Reproduced (in a slightly abbreviated form) from Bread Matters – How and Why to Make Your Own with kind permission from Andrew Whitley. Notes in square brackets are my own.
Step 1: make the sponge
Fresh Yeast – 3g [a teaspoon of dried yeast will also work]
Water (at 20C) – 150g
Strong White Flour or Italian Type 0 Flour – 75g
Stoneground wholemeal flour – 75g
Total – 303g
Dissolve the yeast in the water, add the flours and mix to a soft sponge. [This means give it a really quick mix (a few seconds) and don’t worry too much about lumps, in the UK I assume 20C to be about normal room temperature]. Cover and ferment the sponge for 18-48 hours [I leave in a bowl covered with a plate at room temperature].
Step 2: make the basic dough
Sponge from Step 1.
Semolina Flour – 270g
Sea Salt – 4g
Water – 135g
Mix the ingredients. A dough temperature of 27C is ideal – use some warm water if the dough has been in a cool place*. Knead until stretchy and silky, adding a little more water if the dough is hard to stretch and tears easily. Cover and allow to rise for one-two hours.
* Andrew’s book covers this in more detail and gives a formula for calculating how hot the water needs to be.
Proceed to Step 3 or…
…If you are making the plain loaf, mould into a fat rugby ball shape, dip into a bowl of semolina flour to cover it and place the loaf on a lined baking tray with plenty of semolina. Allow to rise for at least one hour. Then, using a sharp knife, make two cuts following the contours of the loaf. Place in a very hot oven (pre-heated to 230-240C) for about 30 minutes, dropping the oven temperature by 20C after 10 minutes or so.
Step 3: make the Semolina, Raisin and Fennel Bannock
Soaked Raisin Mix
Raisins – 220g
Fennel seeds – 20g
Water (hot), fruit juice, or spirit – 70g
Place the raisins and fennel seeds in a polythene bag, seal and soak overnight or longer (this can be done while the sponge is fermenting in Step 1).

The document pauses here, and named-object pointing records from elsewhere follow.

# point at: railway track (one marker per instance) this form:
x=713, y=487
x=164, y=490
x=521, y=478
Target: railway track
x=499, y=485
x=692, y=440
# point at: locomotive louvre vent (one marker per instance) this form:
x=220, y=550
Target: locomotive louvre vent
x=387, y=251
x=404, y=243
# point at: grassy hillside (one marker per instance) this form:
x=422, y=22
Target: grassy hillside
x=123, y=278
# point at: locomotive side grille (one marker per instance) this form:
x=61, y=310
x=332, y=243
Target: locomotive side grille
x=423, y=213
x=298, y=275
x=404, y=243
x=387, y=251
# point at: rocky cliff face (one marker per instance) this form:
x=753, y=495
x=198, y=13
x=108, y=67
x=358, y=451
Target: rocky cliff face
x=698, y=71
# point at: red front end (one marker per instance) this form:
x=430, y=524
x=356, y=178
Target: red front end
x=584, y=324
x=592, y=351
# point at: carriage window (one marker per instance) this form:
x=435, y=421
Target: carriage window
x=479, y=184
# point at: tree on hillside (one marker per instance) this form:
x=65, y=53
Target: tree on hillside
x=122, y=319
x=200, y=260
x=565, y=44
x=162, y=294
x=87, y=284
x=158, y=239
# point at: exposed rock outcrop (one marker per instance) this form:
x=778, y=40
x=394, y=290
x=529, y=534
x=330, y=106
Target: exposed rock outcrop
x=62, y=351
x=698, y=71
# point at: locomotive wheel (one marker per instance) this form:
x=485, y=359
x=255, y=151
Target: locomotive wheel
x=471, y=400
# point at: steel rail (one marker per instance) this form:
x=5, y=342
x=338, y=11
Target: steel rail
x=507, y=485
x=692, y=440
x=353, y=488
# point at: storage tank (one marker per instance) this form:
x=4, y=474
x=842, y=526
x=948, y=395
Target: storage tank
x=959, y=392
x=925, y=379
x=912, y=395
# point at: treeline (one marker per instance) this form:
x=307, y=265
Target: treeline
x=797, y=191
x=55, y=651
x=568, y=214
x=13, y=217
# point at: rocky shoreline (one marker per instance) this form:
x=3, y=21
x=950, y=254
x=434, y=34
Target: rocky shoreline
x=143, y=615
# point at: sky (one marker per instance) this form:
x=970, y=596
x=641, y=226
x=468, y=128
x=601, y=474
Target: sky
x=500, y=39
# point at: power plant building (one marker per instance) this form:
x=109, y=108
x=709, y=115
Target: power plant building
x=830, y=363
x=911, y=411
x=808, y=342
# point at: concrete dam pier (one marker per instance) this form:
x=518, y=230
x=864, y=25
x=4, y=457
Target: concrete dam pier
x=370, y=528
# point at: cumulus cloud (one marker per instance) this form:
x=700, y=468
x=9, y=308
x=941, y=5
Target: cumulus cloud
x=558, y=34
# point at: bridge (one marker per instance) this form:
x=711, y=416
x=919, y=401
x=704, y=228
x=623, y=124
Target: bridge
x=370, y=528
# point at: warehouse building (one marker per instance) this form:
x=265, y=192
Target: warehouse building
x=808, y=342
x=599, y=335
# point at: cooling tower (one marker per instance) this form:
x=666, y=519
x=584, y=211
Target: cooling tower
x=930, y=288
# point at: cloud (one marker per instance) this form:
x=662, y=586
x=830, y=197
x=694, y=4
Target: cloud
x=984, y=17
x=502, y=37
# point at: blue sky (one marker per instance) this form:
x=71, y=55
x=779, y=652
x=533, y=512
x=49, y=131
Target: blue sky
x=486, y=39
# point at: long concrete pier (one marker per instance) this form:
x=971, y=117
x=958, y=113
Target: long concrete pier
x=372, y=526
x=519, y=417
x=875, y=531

Altamura Dough from Step 2 – 540g
Soaked Raisin Mix – 300g
Drain any excess liquid from the soaked raisins and fennel seeds. Gently fold them into the aerated dough, taking care not to knock all the air out of the dough. Mould up gently and not very tightly into a round cob. If a lot of raisins are sticking out of the top surface of the load, pick them off and push them into the base – prominent fruits always get burnt and go bitter. Dip the moulded cob into semolina flour and place it on a baking tray that has been lightly dusted with semolina. Cover the tray loosely and put it in a warm place to prove.
The dough is soft and weighed down with raisins so this cob will flow out into a flattish bannock as it proves. When it is ready, bake it in a moderate over (about 190C) for 30-40 minutes. Leave it until it is completely cool before attempting to cut it.